I am studying order statistics in An Intermediate Course in Probability by Gut. First the author treats only continuous distributions. In a section on the joint distribution of the extreme order variables $X_{(n)}=\max\{X_1,\ldots,X_n\}$ and $X_{(1)}=\min\{X_1,\ldots,X_n\}$, the author derives the density of the range. that is $R_n=X_{(n)}-X_{(1)}$. Then there's an exercise which I simply do not understand why it's in that section.

The exercise that appears in the text is:

Exercise 2.5 The geometric distribution is a discrete analog of the exponential distribution in the sense of lack of memory. More precisely, show that if $X_1$ and $X_2$ are independent $\text{Ge}(p)$-distributed random variables, then $X_{(1)}$ and $X_{(2)}-X_{(1)}$ are independent.

What I find confusing about this exercise is that the author has, up until now, not derived any results for order statistics when it comes to discrete distributions. I know the formula for the density of $X_{(1)}$ and the range when the underlying distribution is continuous, but these do not apply for discrete distribution. I was thinking going back to an earlier chapter where the author derives distributions of transformations of random variables. I was thinking I could assume $X_2$ to be greater than $X_1$ and then compute the pmf of their difference, but this doesn't feel like a sensible assumption, since after all, $\max\{X_1,\ldots,X_n\}$ is understood pointwise.
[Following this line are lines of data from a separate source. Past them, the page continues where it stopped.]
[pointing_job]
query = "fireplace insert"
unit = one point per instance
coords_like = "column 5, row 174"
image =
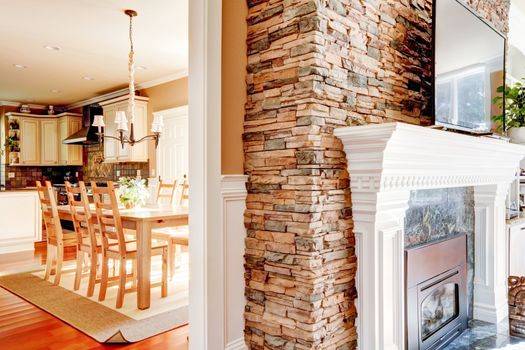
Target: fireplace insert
column 436, row 293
How would you go about solving this exercise?

 

[psie]

This has been solved. It's a bit of work writing it all down, but basically you want to compute the probabilities $P\left(X_{(1)}=u\right)$, $P\left(X_{(1)}=u, X_{(2)}=u+d \right)$ and $P\left(X_{(2)}-X_{(1)}=d \right)$. The first two are fairly straightforward, splitting up the probability using indicator functions. The third probability is a bit more tricky and conditional expectation will come in handy (in addition to indicator functions). In particular, the identity $$P(A)=E[\mathbf1_A]=E[E[\mathbf1_A\mid X]]=E[P(A\mid X)].$$